Manual Labeling

First, we'll use the manual labeling tool. First run the script with the selections:
and look at the manual labels that are pre-loaded. Or, change iseed and try labeling a new data set. Labeling is done by clicking (either in the time-series display or in the spectrogam dislay) the start and end of each segment. Typing 'h' in the labeling tool gives a list of the short-cut keys. The prompt asks for each segment signal type, and you can cycle through the segment signal types using 'j', 'k'. When finished, type 'q' and the labels will be saved to a file. Using 'x' instead exits without changing the labeling. When running again, use manual_label=1 to load the labels from a file.

Following what was presented in Section 14.4.2, we perform manual labeling as follows:

   subclassnames={'noise'  'Pulse1'  'noise' 'Pulse2'   };
   NFFT=64; % FFT size for spectrogram display
      load Idx.mat Idx
      save Idx.mat Idx
Note that the flag manual_label if set to 2 will attempt to load pre-existing manual labels from a file so you don't have to re-label each time you run the program. Obviously that this can only work if the same input data is used for labeling. In software/mrhmm_test1.m, we insure this by setting the random seeds to a fixed seed before running software/mrhmm_testdata.m (see top of software/mrhmm_test1.m ). A set of manual labels are shipped with the distribution (Idx.mat) that were created under the selected random seed.

When we are manually labeling, we typically exercise more control over the structure of the MR-HMM. We can determine the identity of the signal classes, and the states. Because the data consists of noise, two different pulse types, and a gap between the pulses, there are four states. But, the gap and the noise are actually the same signal class, so there are only three signal classes. In this case, when calling software/mrhmm_initialize.m, we need to use the additional inout variables class_feat_map and state_to_subclass:

   subclassnames={'noise'  'Pulse1'  'Pulse2'   };
   class_feat_map={}; %allow all subclasses to access all features
    state_to_subclass=[1 2 1 3];
Note that we have re-specified subclassnames to include only the unique subclass names.

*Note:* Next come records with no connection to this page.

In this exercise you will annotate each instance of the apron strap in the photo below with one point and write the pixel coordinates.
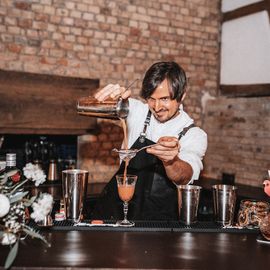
(146, 124)
(185, 130)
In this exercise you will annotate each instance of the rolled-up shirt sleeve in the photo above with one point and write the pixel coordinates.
(192, 150)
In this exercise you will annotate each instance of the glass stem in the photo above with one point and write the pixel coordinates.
(125, 210)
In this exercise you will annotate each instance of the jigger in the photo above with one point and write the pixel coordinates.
(52, 173)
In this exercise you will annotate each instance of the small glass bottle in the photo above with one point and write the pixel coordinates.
(13, 174)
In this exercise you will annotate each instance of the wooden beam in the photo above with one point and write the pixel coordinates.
(43, 104)
(251, 90)
(246, 10)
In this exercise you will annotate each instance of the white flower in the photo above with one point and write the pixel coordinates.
(34, 173)
(8, 239)
(42, 207)
(4, 205)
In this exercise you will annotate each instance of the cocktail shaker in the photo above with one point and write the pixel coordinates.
(110, 109)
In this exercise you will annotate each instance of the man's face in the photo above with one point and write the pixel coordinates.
(161, 105)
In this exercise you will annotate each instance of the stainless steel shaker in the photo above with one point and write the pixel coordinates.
(110, 109)
(52, 172)
(74, 184)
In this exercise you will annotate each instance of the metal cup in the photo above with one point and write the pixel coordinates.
(224, 203)
(188, 202)
(74, 184)
(111, 109)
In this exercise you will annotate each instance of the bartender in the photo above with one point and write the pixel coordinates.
(175, 159)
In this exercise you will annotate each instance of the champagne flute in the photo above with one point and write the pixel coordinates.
(126, 187)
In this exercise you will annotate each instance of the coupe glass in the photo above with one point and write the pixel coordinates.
(126, 187)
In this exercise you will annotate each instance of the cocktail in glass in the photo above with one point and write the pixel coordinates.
(126, 187)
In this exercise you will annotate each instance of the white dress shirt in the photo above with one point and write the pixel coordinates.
(193, 143)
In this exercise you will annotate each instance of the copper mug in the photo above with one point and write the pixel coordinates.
(110, 109)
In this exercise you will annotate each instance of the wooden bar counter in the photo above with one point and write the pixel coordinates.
(110, 249)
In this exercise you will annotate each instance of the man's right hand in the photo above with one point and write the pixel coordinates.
(113, 91)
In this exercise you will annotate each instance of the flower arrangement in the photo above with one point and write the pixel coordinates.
(14, 207)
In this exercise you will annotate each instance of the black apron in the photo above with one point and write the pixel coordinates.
(155, 196)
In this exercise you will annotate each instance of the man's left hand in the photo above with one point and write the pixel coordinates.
(166, 150)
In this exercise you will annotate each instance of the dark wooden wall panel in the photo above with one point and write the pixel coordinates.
(43, 104)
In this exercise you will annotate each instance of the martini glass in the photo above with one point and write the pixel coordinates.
(126, 187)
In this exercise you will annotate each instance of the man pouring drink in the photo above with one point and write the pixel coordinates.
(176, 155)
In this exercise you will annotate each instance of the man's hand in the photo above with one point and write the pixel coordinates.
(166, 150)
(112, 91)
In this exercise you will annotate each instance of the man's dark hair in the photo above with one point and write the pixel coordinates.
(160, 71)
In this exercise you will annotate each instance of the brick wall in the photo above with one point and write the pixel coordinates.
(115, 41)
(239, 138)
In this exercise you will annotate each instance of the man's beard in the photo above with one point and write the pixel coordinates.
(167, 119)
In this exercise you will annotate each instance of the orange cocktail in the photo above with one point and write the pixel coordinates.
(126, 187)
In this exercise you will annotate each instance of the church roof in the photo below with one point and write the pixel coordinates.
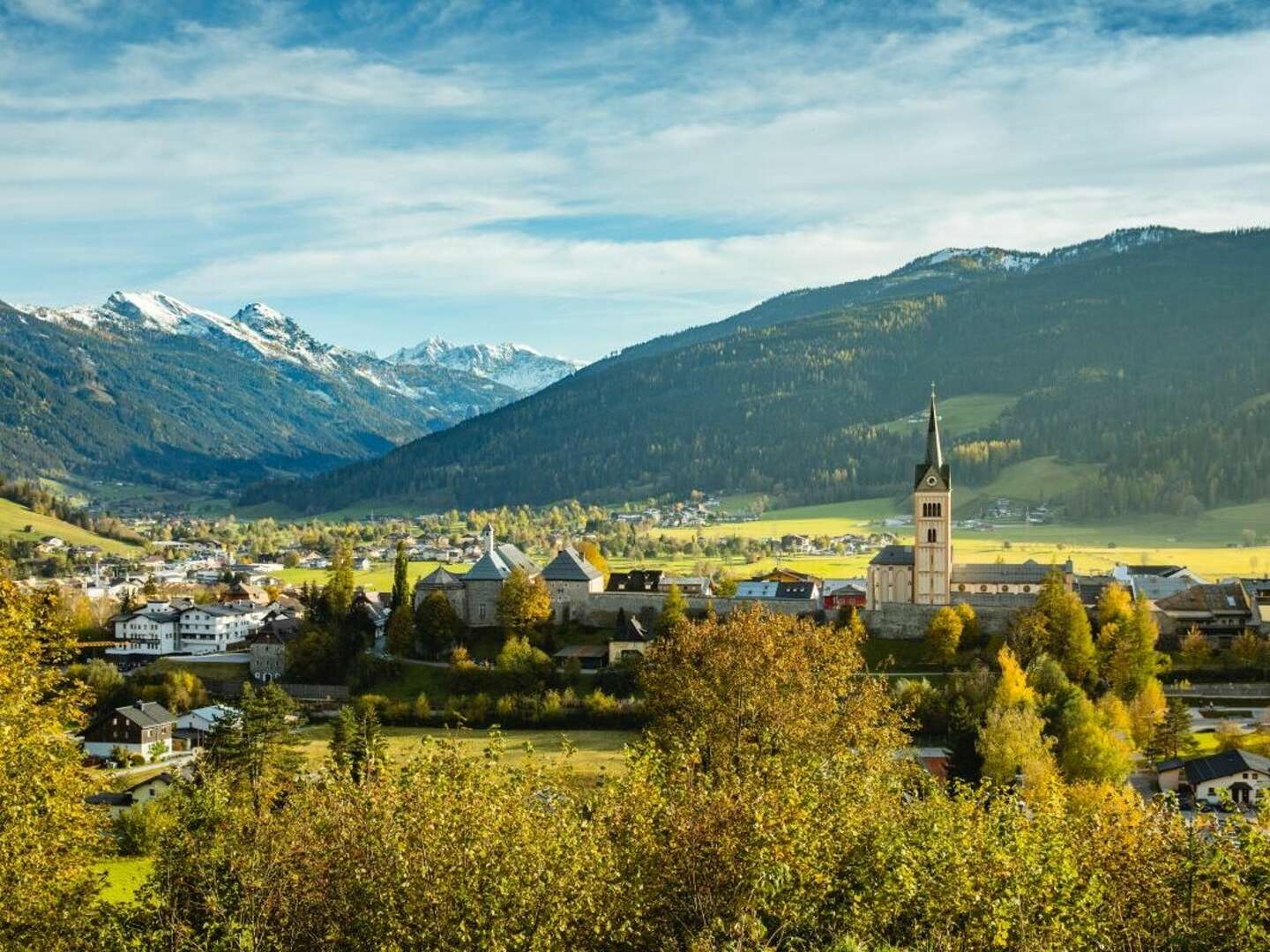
(498, 564)
(571, 566)
(934, 464)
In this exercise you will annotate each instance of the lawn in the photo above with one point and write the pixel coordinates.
(597, 753)
(123, 877)
(377, 579)
(16, 518)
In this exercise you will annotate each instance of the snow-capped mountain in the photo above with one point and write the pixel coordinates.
(516, 366)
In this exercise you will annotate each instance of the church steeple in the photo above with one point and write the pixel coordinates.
(934, 450)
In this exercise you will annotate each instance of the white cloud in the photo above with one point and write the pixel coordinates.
(231, 161)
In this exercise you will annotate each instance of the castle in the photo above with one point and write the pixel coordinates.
(923, 573)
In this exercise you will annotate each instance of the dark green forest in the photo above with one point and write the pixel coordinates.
(1147, 357)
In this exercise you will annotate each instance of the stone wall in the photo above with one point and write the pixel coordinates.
(907, 621)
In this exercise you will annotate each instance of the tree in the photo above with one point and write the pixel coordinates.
(400, 637)
(1012, 743)
(1172, 734)
(589, 551)
(1087, 747)
(1195, 649)
(756, 686)
(675, 612)
(524, 603)
(357, 744)
(1012, 688)
(257, 746)
(525, 668)
(969, 623)
(49, 837)
(1146, 711)
(944, 636)
(436, 625)
(400, 583)
(338, 593)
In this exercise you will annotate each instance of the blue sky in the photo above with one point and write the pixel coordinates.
(580, 176)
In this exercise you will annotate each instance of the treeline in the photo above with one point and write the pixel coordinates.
(1148, 362)
(42, 502)
(770, 805)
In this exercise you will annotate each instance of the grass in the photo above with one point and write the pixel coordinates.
(377, 579)
(216, 671)
(597, 753)
(958, 415)
(123, 877)
(16, 519)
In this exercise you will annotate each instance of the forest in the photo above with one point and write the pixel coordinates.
(1148, 362)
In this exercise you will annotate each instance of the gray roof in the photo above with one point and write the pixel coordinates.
(893, 555)
(571, 566)
(146, 714)
(1209, 768)
(498, 564)
(439, 577)
(1020, 573)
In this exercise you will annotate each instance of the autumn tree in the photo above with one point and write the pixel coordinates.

Above, when calling the labeling tool, we used 'noise' twice for convenience when using the labeling tool. We also can exert control over the state transitions:
    A_mask=[1 1 1 1;
            0 1 1 1;
            0 0 1 1;
            1 0 0 1];
    Pi_mask=[1 0 0 0];
    beta_end= [ 1 0 0 0];
This insures that the states start in the desired noise class, transition in the desired order, and end with noise.

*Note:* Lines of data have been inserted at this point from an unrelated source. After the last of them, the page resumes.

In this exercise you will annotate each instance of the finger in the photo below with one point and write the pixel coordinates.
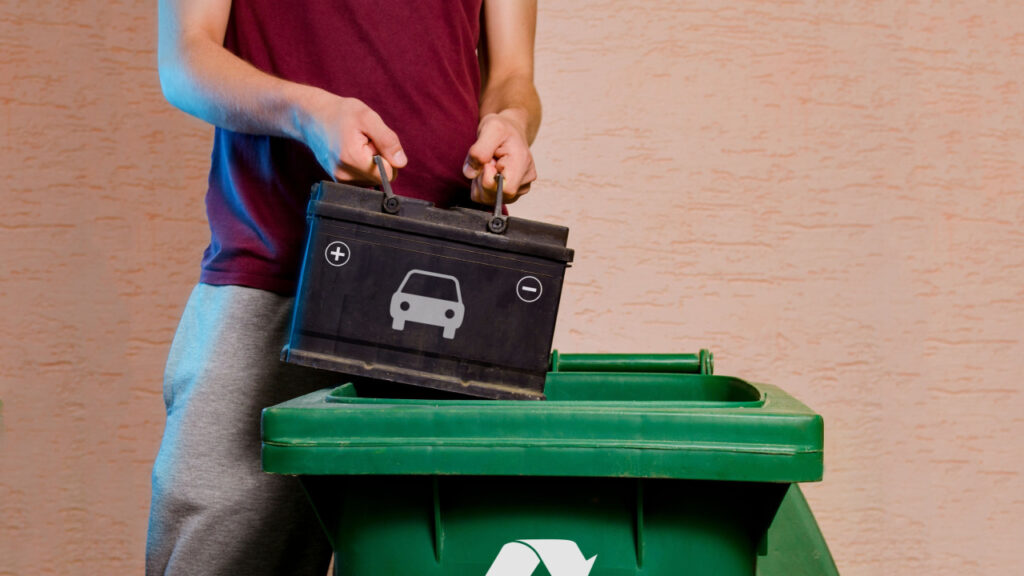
(488, 182)
(356, 162)
(523, 190)
(482, 152)
(384, 139)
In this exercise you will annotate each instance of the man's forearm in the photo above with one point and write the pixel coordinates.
(515, 97)
(204, 79)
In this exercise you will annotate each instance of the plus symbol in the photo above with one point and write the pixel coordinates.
(337, 253)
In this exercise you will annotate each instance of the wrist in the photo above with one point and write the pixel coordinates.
(305, 106)
(518, 117)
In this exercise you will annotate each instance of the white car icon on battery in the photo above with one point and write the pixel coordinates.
(428, 297)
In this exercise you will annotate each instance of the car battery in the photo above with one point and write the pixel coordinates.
(398, 290)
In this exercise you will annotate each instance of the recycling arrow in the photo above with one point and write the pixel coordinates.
(561, 558)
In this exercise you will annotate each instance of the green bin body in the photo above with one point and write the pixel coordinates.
(617, 472)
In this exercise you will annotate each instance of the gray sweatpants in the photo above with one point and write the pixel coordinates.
(214, 510)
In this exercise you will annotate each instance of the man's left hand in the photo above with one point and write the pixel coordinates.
(501, 147)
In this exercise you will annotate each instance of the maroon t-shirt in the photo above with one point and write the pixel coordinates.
(412, 62)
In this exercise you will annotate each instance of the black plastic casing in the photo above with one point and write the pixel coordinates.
(496, 294)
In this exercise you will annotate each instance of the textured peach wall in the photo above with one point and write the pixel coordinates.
(829, 195)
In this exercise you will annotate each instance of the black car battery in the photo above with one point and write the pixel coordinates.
(455, 299)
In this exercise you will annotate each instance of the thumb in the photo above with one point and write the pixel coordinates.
(385, 140)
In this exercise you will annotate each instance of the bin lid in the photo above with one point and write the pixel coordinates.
(635, 424)
(353, 204)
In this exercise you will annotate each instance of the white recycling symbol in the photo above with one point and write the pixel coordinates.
(561, 558)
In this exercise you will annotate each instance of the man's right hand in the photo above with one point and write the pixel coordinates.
(201, 77)
(345, 134)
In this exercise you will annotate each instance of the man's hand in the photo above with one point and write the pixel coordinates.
(501, 147)
(345, 134)
(203, 78)
(510, 109)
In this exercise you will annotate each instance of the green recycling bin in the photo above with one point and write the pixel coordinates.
(634, 465)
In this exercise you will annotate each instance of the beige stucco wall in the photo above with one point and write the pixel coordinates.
(829, 195)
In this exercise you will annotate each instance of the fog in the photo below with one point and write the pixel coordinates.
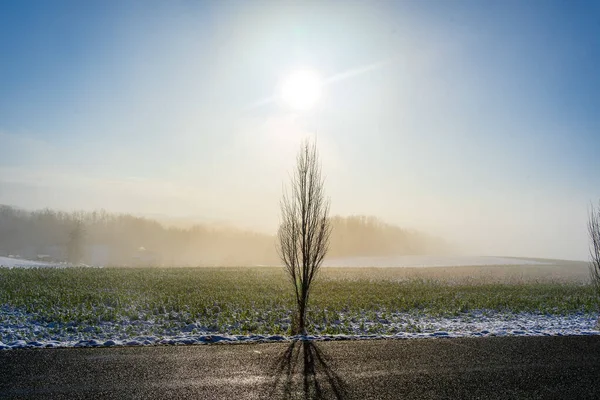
(477, 127)
(101, 238)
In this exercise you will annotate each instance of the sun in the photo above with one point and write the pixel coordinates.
(301, 89)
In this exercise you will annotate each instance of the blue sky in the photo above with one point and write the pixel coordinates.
(474, 120)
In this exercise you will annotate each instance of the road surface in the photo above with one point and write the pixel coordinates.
(476, 368)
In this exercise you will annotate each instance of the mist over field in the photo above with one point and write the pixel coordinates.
(101, 238)
(470, 122)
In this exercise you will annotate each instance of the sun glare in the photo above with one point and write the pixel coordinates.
(301, 90)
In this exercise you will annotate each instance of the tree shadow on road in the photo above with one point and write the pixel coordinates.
(304, 371)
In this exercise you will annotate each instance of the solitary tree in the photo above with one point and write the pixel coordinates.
(304, 231)
(594, 234)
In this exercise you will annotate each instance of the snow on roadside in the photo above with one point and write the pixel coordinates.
(21, 330)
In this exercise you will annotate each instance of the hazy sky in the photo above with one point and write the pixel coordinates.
(478, 121)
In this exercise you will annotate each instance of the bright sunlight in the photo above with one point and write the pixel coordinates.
(301, 90)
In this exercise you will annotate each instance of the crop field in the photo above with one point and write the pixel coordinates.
(75, 304)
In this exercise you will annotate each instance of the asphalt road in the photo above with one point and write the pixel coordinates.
(478, 368)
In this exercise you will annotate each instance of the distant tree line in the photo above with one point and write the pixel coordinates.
(99, 237)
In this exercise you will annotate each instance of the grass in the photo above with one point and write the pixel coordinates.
(258, 299)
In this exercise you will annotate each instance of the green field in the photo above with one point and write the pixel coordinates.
(258, 299)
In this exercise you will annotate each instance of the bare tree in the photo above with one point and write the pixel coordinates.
(594, 234)
(304, 231)
(76, 242)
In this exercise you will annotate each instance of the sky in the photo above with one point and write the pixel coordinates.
(475, 121)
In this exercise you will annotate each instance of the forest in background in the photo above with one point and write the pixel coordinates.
(103, 238)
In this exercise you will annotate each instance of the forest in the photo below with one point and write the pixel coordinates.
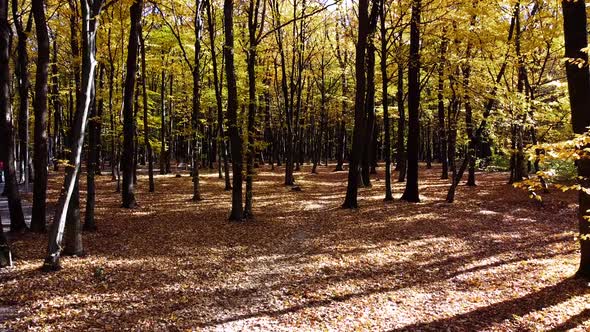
(294, 165)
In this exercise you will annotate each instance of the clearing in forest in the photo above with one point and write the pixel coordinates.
(494, 260)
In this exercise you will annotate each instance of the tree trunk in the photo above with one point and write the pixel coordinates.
(17, 220)
(401, 165)
(350, 202)
(127, 157)
(22, 74)
(411, 191)
(232, 112)
(40, 110)
(385, 101)
(578, 78)
(90, 11)
(92, 161)
(146, 129)
(58, 134)
(218, 95)
(442, 130)
(196, 115)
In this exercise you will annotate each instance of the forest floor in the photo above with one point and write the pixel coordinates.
(494, 260)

We next get a set of MR-HMM parameters:

 % get an initial set of param
    [hparm,Icls]=mrhmm_initialize(Z,K,Ns,shfts,func_str,inv_str,Idx,ntot,pdf_type, ...
The Icls output, recall from Section 14.4.2, contains a re-formatted labeling.

Use the following to train with forced alignment:

    hparm.kbonus = 0;
    hparm.mdl_segmax = 1;
    use_viterbi = 0; 
    [hparm,lptot]=mrhmm_iterate(hparm,Z, J,Icls,ntot,num_iter,use_viterbi,iplot,X);

If iplot is set to 1 during training, a visualization of the training process is displayed. As the training runs, you should see a display similar to Figure 14.6.

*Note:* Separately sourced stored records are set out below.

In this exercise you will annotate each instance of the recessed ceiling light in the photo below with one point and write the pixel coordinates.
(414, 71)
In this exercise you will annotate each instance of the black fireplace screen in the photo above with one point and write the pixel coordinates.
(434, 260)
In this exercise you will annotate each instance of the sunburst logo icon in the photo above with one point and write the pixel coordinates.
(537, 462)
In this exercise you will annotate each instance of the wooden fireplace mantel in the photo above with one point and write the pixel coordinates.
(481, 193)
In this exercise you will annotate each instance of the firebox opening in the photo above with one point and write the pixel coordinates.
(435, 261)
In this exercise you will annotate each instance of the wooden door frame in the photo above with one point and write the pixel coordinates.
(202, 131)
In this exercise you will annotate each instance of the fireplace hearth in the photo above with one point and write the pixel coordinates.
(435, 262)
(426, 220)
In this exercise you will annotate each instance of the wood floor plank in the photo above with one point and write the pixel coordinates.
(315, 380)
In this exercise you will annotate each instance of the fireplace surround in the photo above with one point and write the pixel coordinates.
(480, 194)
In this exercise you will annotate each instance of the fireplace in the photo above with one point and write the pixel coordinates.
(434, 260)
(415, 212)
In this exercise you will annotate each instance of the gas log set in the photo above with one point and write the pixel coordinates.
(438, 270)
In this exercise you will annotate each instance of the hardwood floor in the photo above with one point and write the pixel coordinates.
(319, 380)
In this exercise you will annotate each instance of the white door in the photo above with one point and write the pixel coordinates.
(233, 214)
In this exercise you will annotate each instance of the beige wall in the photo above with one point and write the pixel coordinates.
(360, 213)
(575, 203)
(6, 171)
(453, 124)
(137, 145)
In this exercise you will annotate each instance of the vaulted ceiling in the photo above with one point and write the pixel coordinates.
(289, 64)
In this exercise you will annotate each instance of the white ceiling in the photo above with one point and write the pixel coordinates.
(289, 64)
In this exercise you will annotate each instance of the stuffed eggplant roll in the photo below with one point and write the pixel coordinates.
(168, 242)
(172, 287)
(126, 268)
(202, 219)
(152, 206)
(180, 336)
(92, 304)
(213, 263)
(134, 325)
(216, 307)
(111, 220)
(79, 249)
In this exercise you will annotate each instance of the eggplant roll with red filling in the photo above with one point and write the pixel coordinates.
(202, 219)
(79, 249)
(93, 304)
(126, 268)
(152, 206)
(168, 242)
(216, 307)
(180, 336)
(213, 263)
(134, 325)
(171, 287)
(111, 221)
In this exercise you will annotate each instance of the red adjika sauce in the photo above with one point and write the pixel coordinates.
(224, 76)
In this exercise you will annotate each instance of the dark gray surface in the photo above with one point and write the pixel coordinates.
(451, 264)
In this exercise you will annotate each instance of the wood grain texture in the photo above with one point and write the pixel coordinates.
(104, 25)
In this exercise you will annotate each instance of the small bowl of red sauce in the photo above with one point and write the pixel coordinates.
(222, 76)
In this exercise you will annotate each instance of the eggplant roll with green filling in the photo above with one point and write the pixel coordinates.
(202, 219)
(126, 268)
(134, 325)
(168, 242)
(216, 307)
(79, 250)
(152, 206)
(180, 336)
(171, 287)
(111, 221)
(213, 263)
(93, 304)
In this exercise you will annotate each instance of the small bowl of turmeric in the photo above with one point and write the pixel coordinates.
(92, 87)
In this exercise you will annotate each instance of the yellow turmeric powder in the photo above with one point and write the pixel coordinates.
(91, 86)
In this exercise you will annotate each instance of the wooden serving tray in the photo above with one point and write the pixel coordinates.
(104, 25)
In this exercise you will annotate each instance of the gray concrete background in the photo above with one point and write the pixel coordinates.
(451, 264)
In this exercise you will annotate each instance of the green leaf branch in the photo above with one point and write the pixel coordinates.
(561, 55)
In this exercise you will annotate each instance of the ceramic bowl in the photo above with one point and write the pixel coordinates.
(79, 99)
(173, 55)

Figure 14.6: MR-HMM in operation
Let's go over each sub-graph. On the top is obviously the spectrogram. The second graphic shows the forcing values that are applied to the partial PDF values, and are in the same format as the proxy partitions, as seen in Figure 14.3, center. Whenever a partition (a horizontal band in the center graph of Figure 14.3) is indicated by the labeling, the corresponding horizontal row in the second graphic in Figure 14.6 is illuminated. Note that the example of Figure 14.6 has 27 partitions, whereas Figure 14.3 has just 9 partitions, so there is no direct correspondence between the figures. The next graphic in the Figure shows the state probabilities. You should end up with a very crisp indication of state, especially because the states are being forced by the labeling. The lower left panel of the figure shows the Partition distributions as a function of state. You can see that the Pulse1 (state 2) and Pulse2 (state 4) states each prefer a particular segment size, and this is understandable since they have a relatively stable pulse length.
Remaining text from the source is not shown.